Plum kissed Harry’s ear as he carried her up the steps to their home. “But some exercises are beneficial for ladies in my condition.”

“No,” Harry said abruptly, kicking the door until Ben the footman opened it. “No walks, no riding, no driving through the park, nothing. You are to remain off your feet at all time. Exercise of any form is entirely out of the question. I might allow you to lay in a chaise and read if you promise not to exert yourself while you do so.”

“My lord, if I might have a word with you?”

“Not even calisthenics?” Plum whispered in his ear, ignoring the footman trying to get Harry’s attention. Her teeth grazed his earlobe. “Say, perhaps, ones that might be done from the comfort and safety of one’s bed?”

“It is a matter of some importance, my lord.”

Harry paused at the foot of the stairs. He looked at her with narrowed eyes. She rubbed her nose against his. “Do you honestly believe, madam, that my will, my resolute, inflexible, unbending will is so easily swayed?”

“Yes,” she said, all but purring in his arms.

“You know me so well,” he said with that wonderful twinkle in his eyes as he started up the stairs.

“My lord, I would not bother you if it was not a matter of some urgency—” Ben was summarily ignored by both Plum and Harry.

“Papa!”

Both Plum and Harry looked up at the shouts that greeted their arrival.

“Papa, you’ll never guess!” India said as she appeared at the landing.

“—but you should know, my lord, about the incident that happened here earlier.”

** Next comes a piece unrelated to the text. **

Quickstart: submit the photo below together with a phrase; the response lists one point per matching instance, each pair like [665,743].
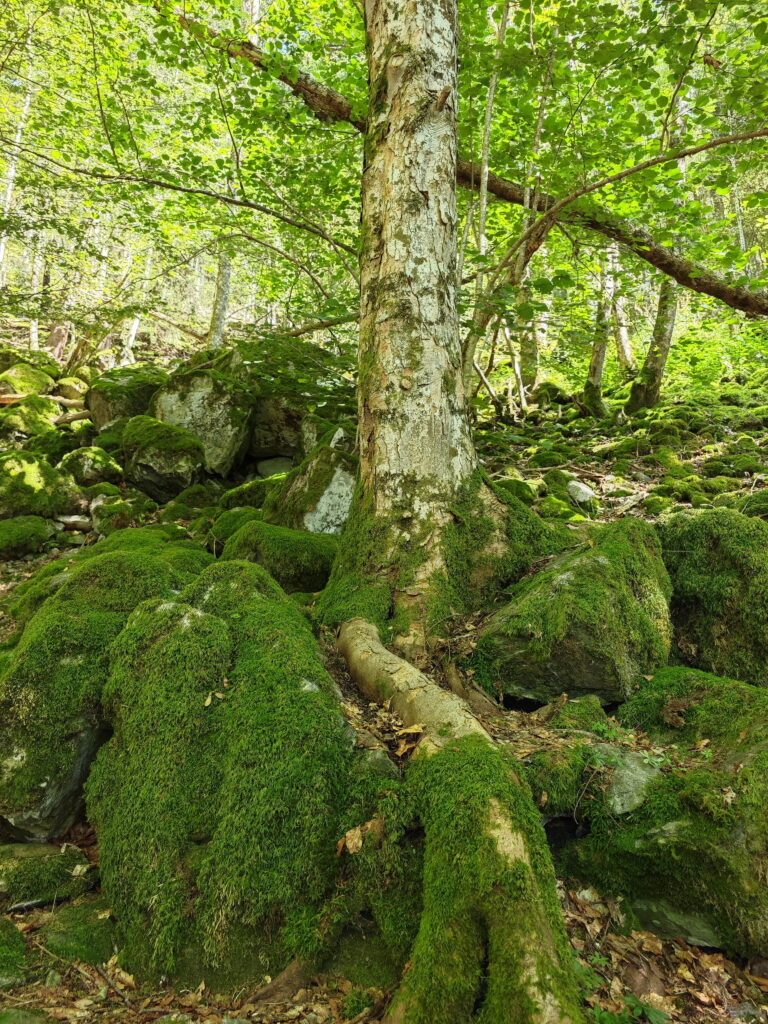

“I get to tell it, I’m the one who pushed him down the stairs,” Digger said. The other children followed quickly, swarming Harry and Plum, all of them talking at once.

“I pushed him, too, and I’m the eldest.”

“You’re just a lady, I’m an earl.”

Ben gave it another valiant try. “It was just a short while ago, my lord. I was on duty in the hall, as I have been these past three nights—”

“Children—” Harry said, trying to make himself heard above the din.

“Mama, pet Harry!”

“Papa, Andy bit the man, and I kicked his shin, and he ran away!”

“—when a man ran down the stairs, followed by the children.”

“An earl is nothing compared to being the eldest,” India informed her brother. “The eldest is the most important.”

“One at a time! You can’t all speak at once.” Harry ordered. No one paid him any attention.

Plum giggled, filled to overflowing with love and happiness and hope even in the midst of such a maelstrom. Harry knew the worst about her, and he didn’t care.

“He ruined our surprise, too. Tell him, Anne.”

“My lord, the man appeared to have met with some accident, which, Lord Marston later informed me, was of his and the other children’s doing.”

“Pet Harry, Mama!”

“He did, he ruined our surprise. I didn’t like him.”

“I didn’t like him more than you didn’t like him, Anne!”

“An earl is a title. Being eldest isn’t a title, it’s just a thing.”